Now how do I search if 'column1' has the value "11"

any(arow['column1'] == 'value11' for arow in table.iteritems())

Is this method of generating tables wrong?

No, it’s just very β€œexposed”, perhaps too much - it could be encapsulated in a class that provides the methods you need, then the question of how to best implement them does not affect the rest of your application.

Is there a better way to implement such tables with an easier search?

Once you have developed a class whose interface you would like to use, you can experiment with very different implementation approaches and compare them with the workload representing your usage pattern so that you can find out what is best for you (provided that table processing and searching are a large part of the runtime of your application, of course - to find out the profile of your application).

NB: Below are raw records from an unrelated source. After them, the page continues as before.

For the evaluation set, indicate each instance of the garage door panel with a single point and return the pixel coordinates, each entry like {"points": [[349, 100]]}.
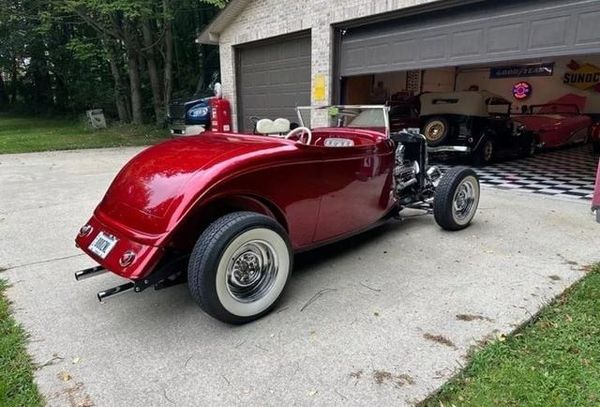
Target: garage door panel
{"points": [[505, 38], [490, 32], [467, 43], [433, 48], [548, 33], [273, 79], [587, 28]]}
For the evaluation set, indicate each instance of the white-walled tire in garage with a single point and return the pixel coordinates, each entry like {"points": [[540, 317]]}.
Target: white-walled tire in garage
{"points": [[240, 266], [436, 130], [456, 198]]}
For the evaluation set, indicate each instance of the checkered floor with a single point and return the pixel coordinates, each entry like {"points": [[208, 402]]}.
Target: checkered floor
{"points": [[566, 173]]}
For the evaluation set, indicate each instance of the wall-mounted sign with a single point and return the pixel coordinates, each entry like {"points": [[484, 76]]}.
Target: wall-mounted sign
{"points": [[585, 76], [521, 71], [521, 90], [319, 88]]}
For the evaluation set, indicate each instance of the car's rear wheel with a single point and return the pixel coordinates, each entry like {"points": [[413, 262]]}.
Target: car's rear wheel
{"points": [[436, 130], [456, 198], [239, 267], [484, 154]]}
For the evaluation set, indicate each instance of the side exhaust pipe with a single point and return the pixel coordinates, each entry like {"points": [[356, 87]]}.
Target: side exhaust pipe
{"points": [[91, 272], [114, 291]]}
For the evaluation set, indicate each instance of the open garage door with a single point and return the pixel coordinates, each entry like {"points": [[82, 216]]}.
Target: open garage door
{"points": [[490, 32], [272, 79]]}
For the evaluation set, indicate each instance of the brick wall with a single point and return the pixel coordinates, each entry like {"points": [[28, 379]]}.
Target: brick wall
{"points": [[262, 19]]}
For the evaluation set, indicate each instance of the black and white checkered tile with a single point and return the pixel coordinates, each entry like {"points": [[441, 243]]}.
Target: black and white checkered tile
{"points": [[565, 173]]}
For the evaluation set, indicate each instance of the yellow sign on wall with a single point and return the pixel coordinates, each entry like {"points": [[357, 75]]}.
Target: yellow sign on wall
{"points": [[584, 77], [319, 88]]}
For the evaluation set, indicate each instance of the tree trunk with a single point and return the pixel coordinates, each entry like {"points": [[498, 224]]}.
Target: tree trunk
{"points": [[152, 71], [3, 93], [14, 78], [120, 98], [134, 83], [168, 73], [133, 69]]}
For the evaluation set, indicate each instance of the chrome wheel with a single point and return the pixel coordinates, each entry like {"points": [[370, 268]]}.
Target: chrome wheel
{"points": [[434, 131], [465, 200], [488, 151], [251, 271]]}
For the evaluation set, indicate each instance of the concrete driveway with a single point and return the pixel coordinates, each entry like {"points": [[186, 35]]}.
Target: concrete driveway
{"points": [[382, 319]]}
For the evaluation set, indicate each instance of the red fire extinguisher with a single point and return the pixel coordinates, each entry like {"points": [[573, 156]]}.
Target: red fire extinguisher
{"points": [[220, 116]]}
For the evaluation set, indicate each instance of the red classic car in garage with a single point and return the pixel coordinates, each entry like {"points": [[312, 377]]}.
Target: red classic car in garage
{"points": [[596, 197], [227, 211], [557, 124]]}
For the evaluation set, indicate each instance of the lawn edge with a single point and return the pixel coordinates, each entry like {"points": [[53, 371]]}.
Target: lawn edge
{"points": [[23, 340], [490, 338]]}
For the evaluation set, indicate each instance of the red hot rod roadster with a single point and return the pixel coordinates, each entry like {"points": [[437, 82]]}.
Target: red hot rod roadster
{"points": [[227, 211]]}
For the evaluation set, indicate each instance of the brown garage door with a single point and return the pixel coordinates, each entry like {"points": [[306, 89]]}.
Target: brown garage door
{"points": [[272, 79], [492, 31]]}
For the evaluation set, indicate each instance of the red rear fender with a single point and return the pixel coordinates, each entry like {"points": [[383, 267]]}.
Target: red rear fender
{"points": [[186, 233]]}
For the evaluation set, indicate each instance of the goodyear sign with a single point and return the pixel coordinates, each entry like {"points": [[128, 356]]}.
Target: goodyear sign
{"points": [[585, 76]]}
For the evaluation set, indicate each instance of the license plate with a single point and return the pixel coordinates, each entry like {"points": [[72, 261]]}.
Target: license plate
{"points": [[103, 244]]}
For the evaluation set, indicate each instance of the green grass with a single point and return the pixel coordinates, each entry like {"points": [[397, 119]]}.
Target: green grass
{"points": [[16, 369], [24, 134], [554, 361]]}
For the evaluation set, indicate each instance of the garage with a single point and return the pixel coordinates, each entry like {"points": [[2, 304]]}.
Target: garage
{"points": [[541, 57], [273, 78], [527, 54]]}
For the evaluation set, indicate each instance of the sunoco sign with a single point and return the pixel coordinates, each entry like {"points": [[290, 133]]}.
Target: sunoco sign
{"points": [[584, 77]]}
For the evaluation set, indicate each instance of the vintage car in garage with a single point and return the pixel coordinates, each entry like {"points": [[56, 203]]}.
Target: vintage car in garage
{"points": [[227, 211], [404, 113], [477, 123], [596, 196], [557, 124]]}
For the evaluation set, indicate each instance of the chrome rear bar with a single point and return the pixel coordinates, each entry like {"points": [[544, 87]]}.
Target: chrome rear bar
{"points": [[441, 149], [115, 290], [87, 273]]}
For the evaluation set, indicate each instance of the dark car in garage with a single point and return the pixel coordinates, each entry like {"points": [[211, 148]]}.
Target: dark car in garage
{"points": [[476, 123]]}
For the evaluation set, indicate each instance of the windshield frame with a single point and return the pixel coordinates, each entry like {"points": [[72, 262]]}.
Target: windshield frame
{"points": [[309, 109]]}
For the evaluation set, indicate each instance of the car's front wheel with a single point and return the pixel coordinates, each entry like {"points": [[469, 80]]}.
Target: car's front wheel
{"points": [[456, 198], [436, 130], [240, 266]]}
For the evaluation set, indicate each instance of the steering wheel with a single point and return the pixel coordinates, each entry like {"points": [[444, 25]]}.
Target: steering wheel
{"points": [[300, 132]]}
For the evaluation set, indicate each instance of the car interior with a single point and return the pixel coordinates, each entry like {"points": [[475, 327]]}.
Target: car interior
{"points": [[327, 137]]}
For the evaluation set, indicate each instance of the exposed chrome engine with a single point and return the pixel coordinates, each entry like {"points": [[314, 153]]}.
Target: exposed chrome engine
{"points": [[405, 171], [414, 180]]}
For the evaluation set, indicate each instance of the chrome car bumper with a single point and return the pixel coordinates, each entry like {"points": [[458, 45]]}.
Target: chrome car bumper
{"points": [[446, 149]]}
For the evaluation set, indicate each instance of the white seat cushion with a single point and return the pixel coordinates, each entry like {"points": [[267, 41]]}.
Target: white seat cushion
{"points": [[264, 126], [281, 125]]}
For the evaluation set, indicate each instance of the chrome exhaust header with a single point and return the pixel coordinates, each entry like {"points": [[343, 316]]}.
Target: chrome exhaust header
{"points": [[91, 272], [114, 291]]}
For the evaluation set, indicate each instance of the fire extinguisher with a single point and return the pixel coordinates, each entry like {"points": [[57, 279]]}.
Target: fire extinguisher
{"points": [[220, 111]]}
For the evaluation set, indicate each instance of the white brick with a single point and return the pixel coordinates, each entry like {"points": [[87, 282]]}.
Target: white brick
{"points": [[262, 19]]}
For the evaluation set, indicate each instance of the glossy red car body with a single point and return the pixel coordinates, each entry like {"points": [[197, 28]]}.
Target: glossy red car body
{"points": [[596, 197], [164, 196], [557, 124]]}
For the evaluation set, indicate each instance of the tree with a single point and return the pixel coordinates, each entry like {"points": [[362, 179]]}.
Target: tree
{"points": [[60, 55]]}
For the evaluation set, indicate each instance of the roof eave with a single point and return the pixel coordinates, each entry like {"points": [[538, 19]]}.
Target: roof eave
{"points": [[212, 32]]}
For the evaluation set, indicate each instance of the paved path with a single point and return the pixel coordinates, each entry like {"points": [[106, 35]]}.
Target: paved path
{"points": [[361, 341]]}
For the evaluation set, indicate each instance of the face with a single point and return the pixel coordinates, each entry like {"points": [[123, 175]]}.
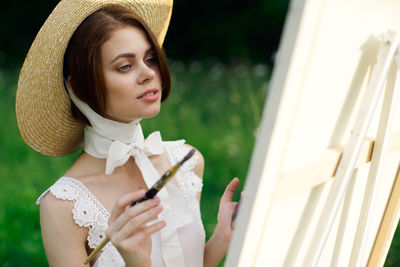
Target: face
{"points": [[131, 75]]}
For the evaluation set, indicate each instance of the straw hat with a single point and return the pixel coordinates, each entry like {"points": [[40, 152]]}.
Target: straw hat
{"points": [[42, 104]]}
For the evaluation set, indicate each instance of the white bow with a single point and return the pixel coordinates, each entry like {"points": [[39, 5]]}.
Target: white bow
{"points": [[119, 153]]}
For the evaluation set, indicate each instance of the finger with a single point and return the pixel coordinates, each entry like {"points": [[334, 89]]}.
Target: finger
{"points": [[230, 190], [145, 232], [132, 212], [139, 222], [121, 204]]}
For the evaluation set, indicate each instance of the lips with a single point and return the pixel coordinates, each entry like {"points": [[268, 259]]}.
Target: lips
{"points": [[149, 95]]}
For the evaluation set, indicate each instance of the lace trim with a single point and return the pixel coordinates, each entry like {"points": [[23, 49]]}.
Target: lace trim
{"points": [[87, 212]]}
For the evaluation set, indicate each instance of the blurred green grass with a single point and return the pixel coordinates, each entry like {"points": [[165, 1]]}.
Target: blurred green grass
{"points": [[214, 106]]}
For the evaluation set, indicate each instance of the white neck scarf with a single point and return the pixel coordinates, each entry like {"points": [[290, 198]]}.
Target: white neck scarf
{"points": [[116, 142]]}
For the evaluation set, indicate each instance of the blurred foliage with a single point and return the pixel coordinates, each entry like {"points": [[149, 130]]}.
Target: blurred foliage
{"points": [[222, 30]]}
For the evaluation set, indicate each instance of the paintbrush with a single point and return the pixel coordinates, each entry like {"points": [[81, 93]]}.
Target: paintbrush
{"points": [[149, 194]]}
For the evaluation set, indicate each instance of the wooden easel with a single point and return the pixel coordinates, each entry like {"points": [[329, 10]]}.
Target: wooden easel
{"points": [[387, 55]]}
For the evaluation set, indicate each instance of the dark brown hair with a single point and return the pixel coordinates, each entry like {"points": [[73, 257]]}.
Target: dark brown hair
{"points": [[82, 59]]}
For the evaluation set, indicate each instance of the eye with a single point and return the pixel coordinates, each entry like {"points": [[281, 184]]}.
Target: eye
{"points": [[151, 60], [125, 68]]}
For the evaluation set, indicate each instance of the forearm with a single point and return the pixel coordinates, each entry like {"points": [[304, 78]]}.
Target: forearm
{"points": [[216, 247]]}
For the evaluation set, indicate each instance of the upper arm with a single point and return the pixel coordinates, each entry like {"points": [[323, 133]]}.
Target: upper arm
{"points": [[63, 240], [199, 168]]}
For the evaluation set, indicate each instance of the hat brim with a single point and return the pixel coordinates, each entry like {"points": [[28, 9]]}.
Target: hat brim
{"points": [[43, 106]]}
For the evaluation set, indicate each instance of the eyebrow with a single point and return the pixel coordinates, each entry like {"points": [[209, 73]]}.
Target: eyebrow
{"points": [[130, 55]]}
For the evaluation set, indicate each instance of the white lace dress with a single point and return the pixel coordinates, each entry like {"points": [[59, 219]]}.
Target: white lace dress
{"points": [[180, 243]]}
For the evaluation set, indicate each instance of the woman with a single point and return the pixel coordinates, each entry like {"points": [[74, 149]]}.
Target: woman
{"points": [[115, 72]]}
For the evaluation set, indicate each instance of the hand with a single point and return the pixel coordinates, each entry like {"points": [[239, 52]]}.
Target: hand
{"points": [[218, 244], [225, 212], [128, 229]]}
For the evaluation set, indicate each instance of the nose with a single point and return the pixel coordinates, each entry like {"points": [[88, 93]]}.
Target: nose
{"points": [[147, 73]]}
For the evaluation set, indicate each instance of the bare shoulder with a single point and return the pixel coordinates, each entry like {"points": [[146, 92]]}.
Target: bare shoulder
{"points": [[62, 238], [199, 168]]}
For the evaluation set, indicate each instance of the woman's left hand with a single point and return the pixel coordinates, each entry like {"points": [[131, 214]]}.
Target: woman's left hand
{"points": [[223, 230], [218, 244]]}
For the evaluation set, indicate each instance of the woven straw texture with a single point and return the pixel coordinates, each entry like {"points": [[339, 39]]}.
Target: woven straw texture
{"points": [[42, 104]]}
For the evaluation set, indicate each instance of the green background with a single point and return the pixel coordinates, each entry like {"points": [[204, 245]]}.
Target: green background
{"points": [[221, 54]]}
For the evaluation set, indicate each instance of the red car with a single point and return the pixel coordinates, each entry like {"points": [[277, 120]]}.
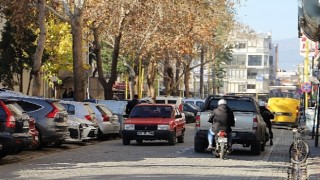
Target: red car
{"points": [[154, 122]]}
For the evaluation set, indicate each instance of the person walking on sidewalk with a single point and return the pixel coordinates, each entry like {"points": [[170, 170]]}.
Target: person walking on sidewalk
{"points": [[267, 116]]}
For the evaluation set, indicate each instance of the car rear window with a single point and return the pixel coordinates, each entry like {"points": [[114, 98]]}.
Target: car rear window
{"points": [[152, 111], [28, 106], [235, 105]]}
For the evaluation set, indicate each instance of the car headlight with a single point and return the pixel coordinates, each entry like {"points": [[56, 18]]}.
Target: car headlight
{"points": [[163, 127], [129, 127]]}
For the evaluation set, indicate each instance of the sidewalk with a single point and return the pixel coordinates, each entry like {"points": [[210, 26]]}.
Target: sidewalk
{"points": [[313, 162]]}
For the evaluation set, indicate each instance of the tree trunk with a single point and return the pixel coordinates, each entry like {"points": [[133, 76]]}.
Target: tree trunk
{"points": [[78, 58], [201, 72], [39, 51], [151, 79], [97, 51], [115, 54], [186, 82]]}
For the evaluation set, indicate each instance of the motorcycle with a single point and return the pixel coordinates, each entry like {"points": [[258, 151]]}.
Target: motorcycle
{"points": [[221, 144]]}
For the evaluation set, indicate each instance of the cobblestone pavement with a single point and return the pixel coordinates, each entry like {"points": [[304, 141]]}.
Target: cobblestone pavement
{"points": [[112, 160]]}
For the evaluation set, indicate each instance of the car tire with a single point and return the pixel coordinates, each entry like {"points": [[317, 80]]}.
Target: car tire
{"points": [[172, 139], [256, 148], [37, 145], [181, 138], [125, 141], [199, 146]]}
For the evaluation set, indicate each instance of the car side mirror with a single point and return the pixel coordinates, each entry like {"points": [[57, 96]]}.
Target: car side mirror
{"points": [[178, 116]]}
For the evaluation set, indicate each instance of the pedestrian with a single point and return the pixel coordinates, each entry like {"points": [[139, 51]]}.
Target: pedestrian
{"points": [[132, 103], [267, 116], [222, 118], [65, 93], [70, 93]]}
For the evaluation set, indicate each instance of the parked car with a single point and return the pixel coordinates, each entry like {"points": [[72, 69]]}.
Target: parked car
{"points": [[107, 121], [80, 130], [176, 100], [191, 108], [50, 116], [14, 129], [154, 122], [285, 110], [196, 101], [18, 111]]}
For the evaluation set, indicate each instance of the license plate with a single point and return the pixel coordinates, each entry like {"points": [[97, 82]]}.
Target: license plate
{"points": [[145, 133], [225, 140]]}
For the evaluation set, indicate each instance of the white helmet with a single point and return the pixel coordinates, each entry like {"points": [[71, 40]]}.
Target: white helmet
{"points": [[222, 101]]}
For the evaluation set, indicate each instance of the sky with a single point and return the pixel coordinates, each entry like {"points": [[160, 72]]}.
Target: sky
{"points": [[280, 17], [276, 16]]}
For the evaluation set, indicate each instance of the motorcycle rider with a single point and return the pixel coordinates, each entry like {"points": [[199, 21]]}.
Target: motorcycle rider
{"points": [[222, 118]]}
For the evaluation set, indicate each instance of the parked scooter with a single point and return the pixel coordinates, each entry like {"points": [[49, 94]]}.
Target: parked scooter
{"points": [[221, 145]]}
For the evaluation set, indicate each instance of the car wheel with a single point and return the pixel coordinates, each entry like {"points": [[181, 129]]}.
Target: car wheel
{"points": [[125, 141], [181, 138], [172, 139], [256, 148]]}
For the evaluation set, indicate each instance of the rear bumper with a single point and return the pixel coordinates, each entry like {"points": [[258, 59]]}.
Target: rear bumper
{"points": [[12, 142], [157, 135]]}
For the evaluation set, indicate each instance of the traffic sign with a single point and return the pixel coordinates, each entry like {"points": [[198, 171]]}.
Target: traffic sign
{"points": [[306, 87]]}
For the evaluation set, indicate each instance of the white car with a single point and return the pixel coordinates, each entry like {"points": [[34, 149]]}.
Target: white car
{"points": [[80, 130]]}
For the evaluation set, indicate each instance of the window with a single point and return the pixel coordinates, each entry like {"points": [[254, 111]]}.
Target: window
{"points": [[27, 106], [251, 86], [254, 60], [242, 87]]}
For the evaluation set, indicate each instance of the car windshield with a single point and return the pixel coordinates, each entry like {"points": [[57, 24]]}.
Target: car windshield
{"points": [[235, 105], [152, 111]]}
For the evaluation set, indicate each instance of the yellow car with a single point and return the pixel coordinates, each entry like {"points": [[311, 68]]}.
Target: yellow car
{"points": [[285, 110]]}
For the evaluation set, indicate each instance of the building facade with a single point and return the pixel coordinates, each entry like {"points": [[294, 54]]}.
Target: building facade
{"points": [[252, 69]]}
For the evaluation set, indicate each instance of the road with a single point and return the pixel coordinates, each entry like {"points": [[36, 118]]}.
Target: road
{"points": [[150, 160]]}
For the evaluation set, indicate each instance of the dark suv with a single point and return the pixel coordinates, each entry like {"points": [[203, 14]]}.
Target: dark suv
{"points": [[14, 129], [51, 117]]}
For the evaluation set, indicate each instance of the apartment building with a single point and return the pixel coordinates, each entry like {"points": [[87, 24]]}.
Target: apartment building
{"points": [[252, 69]]}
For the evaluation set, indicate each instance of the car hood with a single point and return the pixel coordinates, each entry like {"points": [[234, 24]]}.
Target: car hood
{"points": [[79, 120], [150, 120]]}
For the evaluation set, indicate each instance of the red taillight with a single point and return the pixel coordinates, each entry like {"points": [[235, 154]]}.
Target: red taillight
{"points": [[198, 120], [54, 111], [88, 117], [105, 118], [222, 133], [10, 121]]}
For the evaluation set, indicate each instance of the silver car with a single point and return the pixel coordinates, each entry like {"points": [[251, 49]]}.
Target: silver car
{"points": [[80, 130]]}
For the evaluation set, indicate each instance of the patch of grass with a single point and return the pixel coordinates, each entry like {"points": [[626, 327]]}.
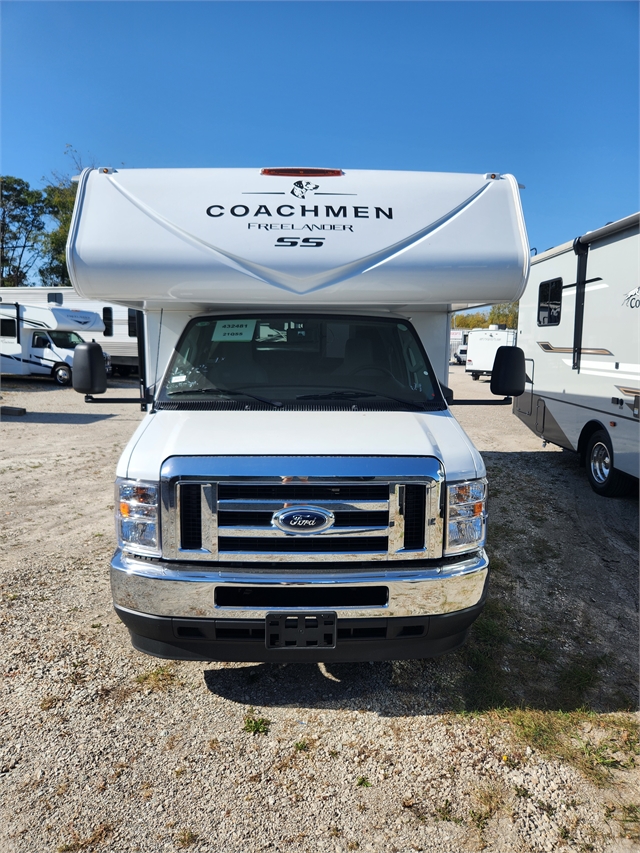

I had similar, but not identical needs for the large internal application that I support at work, except that the row indices are integer (only the column names are strings), the order of the columns is important, and the workload is more about editing table (add, delete, reorder rows or columns, rename columns, etc.). I started with a table that reveals the functionality I need, with a simple rough and ready implementation inside (a list of dicts, as well as a list of column names to organize the columns); and so far I have developed it (regardless of the actual parts of the "application level", but based on profiling and comparative analysis) for completely different implementations (currently based on numpy ).

I think that you should continue similar lines: "dress" your current implementation in a nice "interface" with all the necessary methods, profile the application - if this table object is not a performance bottleneck, everything is ready; if this is a bottleneck, you can optimize the implementation (experiment, measurement, repeat ;-) without violating any of the other applications.

Inheriting from dict not a good idea, because you probably don't want to reveal all the functionality of dict rich; plus what are you doing, roughly speaking, an inefficient implementation of collections.defaultdict(dict) . So, encapsulate the latter:

 import collections class Table(object): def __init__(self): self.d = collections.defaultdict(dict) def add(self, row, col, val): self.d[row][col] = val def get(self, row, col, default=None): return self.d[row].get(col, default) def inrow(self, row, col): return col in self.d[row] def incol(self, col, val): return any(x[col]==val for x in self.d.iteritems()) 

etc. etc. - write all the methods that your application needs with useful short names, and then maybe see if you can use some of them as special methods if they are often used in this way, for example, maybe (assuming Python 2. * - requires a slightly different syntax in 3. *):

  def __setitem__(self, (row, col), val): self.add(row, col, val) 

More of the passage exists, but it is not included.